Il Teatro dell'Opera di Roma ha proposto in questa stagione 2013-2014 un nuovo allestimento di Manon Lescaut di Puccini, con la direzione di Riccardo Muti. Nel ruolo del titolo, il celebre soprano russo Anna Netrebko.

La prima esecuzione di Manon Lescaut risale al 1892, ed è ricordata come il primo grande successo di Giacomo Puccini. Nella partitura vengono riutilizzati molti spunti musicali tratti da lavori giovanili, come il celebre quartetto Crisantemi per archi, l'Agnus Dei dalla Messa di Gloria, e altre pagine del grande Livornese scritte per sola orchestra. La strumentazione è molto ricca, la scrittura in alcuni punti decisamente wagneriana nelle soluzioni armoniche. Si tratta nel complesso di un capolavoro assoluto, di un'opera ricca di pagine di straordinaria bellezza, complessità ed emozione, che a oltre 100 anni di distanza dalla prima esecuzione non smette di affascinare il pubblico, colpendolo direttamente al cuore.

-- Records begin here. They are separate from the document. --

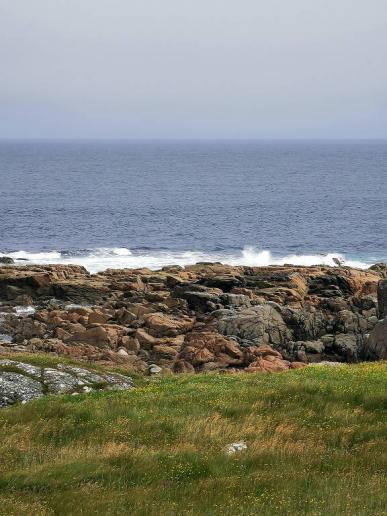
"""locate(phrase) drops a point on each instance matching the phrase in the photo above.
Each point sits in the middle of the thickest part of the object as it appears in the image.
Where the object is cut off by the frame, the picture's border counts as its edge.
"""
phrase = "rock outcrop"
(21, 382)
(202, 317)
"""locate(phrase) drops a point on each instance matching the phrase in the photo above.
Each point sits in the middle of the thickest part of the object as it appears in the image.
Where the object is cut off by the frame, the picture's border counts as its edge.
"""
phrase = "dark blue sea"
(130, 204)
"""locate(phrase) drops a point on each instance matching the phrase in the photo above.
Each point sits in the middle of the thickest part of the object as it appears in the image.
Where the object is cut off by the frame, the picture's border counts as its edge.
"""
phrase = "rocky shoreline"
(204, 317)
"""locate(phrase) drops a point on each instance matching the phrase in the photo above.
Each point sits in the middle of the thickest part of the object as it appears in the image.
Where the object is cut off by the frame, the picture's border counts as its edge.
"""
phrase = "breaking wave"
(97, 260)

Anna Netrebko merita pienamente la fama che la circonda. Si tratta di una cantante veramente straordinaria, semplicemente perfetta. Di ottima presenza scenica, possiede una voce potente ma aggraziata, di cui è completamente padrona. Riesce a liberarla in tutta la sua potenza, ma sa anche dosarla in pianissimi sussurrati. Intonazione perfetta, così come la dizione italiana, agilità, solidità assoluta nelle note acute. Il tutto amalgamato da un suono rotondo, pieno. Insomma, non è un caso se oggi la Netrebko sia la regina del Metropolitan: una fama giustamente guadagnata. C'è stato chi addirittura ha scomodato la divina Callas in riferimento a lei. Se questo paragone suscita qualche imbarazzo, perché la greca nata a New York rimane un mito talmente grande che nessun essere vivente può esserle accostato senza un minimo di imbarazzo, pure l'affinità c'è: il suono scuro, emozionante nelle note basse, quel suono che tuttavia riesce a salire, in alto, molto in alto, fino agli acuti più difficili, apparentemente senza fatica, lo avevamo sentito finora soltanto dalla Divina. Oggi lo sentiamo anche con Anna Netrebko.

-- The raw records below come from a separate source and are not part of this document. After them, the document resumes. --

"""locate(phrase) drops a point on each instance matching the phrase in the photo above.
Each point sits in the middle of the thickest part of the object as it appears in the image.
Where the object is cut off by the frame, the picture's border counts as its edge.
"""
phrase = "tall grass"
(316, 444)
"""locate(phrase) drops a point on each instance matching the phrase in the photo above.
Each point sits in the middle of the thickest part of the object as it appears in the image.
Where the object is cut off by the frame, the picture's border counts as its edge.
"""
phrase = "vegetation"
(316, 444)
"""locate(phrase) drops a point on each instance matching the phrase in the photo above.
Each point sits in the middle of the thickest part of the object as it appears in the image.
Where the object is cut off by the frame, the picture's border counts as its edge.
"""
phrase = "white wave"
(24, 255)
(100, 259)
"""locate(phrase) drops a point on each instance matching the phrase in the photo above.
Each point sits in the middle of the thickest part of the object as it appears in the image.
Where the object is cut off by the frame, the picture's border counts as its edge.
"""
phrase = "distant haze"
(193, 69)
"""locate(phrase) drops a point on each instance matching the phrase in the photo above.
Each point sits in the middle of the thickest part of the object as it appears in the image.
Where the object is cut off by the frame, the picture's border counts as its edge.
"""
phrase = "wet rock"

Buoni tutti gli altri, che pure non possono competere con la Diva. Modesto il Renato Des Grieux di Yusif Eyvazov: duro, ingolato, sgraziato nei movimenti e nel suono. Bravi gli altri, il Geronte di Carlo Leporee soprattutto il Lescaut di Giorgio Caoduro : bella voce e ottima presenza in scena. Adeguata la numerosa pattuglia di comprimari, nei diversi ruoli di Edmondo, del Musico, ecc.

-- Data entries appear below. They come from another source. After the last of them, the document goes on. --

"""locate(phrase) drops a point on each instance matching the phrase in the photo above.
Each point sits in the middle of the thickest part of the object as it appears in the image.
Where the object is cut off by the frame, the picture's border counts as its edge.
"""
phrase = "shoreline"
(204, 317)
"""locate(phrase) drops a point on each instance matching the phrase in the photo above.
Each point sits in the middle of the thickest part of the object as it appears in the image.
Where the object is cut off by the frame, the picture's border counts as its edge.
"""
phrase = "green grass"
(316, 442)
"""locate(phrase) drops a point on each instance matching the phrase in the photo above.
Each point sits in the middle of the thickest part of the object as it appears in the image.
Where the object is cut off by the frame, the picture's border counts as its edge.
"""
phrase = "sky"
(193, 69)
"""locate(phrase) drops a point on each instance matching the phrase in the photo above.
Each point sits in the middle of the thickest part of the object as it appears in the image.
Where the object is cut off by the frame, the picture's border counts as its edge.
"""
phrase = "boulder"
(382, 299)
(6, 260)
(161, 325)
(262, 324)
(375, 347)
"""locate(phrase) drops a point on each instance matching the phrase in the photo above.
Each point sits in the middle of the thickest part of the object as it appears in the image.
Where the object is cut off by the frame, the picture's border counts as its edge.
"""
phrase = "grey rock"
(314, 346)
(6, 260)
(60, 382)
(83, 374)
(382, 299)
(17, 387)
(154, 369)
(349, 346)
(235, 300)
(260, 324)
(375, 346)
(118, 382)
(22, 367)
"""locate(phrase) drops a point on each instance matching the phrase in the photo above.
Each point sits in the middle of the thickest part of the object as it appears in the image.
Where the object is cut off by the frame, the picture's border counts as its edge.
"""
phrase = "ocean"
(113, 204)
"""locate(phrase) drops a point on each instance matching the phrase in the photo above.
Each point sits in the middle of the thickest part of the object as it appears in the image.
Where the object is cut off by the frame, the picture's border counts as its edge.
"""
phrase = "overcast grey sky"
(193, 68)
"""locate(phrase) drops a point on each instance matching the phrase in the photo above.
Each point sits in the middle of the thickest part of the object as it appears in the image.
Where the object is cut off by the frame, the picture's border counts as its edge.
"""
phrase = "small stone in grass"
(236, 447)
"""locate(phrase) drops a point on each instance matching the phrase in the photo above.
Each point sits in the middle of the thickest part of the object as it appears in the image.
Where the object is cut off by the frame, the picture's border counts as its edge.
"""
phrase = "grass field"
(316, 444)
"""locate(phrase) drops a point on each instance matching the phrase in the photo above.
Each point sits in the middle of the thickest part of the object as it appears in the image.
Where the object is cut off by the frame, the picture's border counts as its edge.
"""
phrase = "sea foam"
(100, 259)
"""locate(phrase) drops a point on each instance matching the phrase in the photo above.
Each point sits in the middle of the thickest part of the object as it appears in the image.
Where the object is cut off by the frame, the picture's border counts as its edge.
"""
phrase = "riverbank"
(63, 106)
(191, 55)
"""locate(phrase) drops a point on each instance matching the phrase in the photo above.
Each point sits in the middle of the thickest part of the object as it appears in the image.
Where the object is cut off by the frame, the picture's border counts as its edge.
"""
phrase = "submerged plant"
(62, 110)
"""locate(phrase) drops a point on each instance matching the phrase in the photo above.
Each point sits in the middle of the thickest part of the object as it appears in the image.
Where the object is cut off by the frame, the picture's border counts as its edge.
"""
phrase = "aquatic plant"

La regia di Chiara Muti, figlia del Maestro, non rimarrà nella memoria e nel cuore del pubblico: molto classica, molto usuale. Alla fine del terzo atto entra in scena, per pochi secondi, proprio alla fine, un galeone, a simboleggiare la partenza di Des Grieux e Manon per l'America. Trovata scenica costosa e roboante quanto insulsa.

Su tutti però, il vero re della serata è stato Riccardo Muti. Come scritto già in occasione dell'Ernani dello scorso dicembre, il Maestro ha ormai cambiato molto il suo approccio: più riflessivo e meditato, sceglie tempi lenti, a volte lentissimi, in contrasto con quello che era lo spirito delle sue letture degli anni '70, '80 e '90. Ne esce una Manon che a volte sembra Mahler, a volte Berg. Una Manon curata in tutti i dettagli, che esalta la scrittura armonica e la tessitura orchestrale. Mai un Intermezzo così bello, così commovente e limpido, mai un Concertato del terzo atto di altrettanta emozione e partecipazione. Muti come l'ultimo Giulini, soppesa, riflette, scorpora i suoni dell'orchestra e li metta in fila, uno vicino all'altro, perché l'ascoltatore possa seguire tutto, cogliere tutto, analizzare la partitura in filigrana, amandola in ogni suo dettaglio. Grazie a Riccardo Muti per avere voluto, ancora una volta, regalare a Roma uno spettacolo ai massimi livelli dell'interpretazione musicale.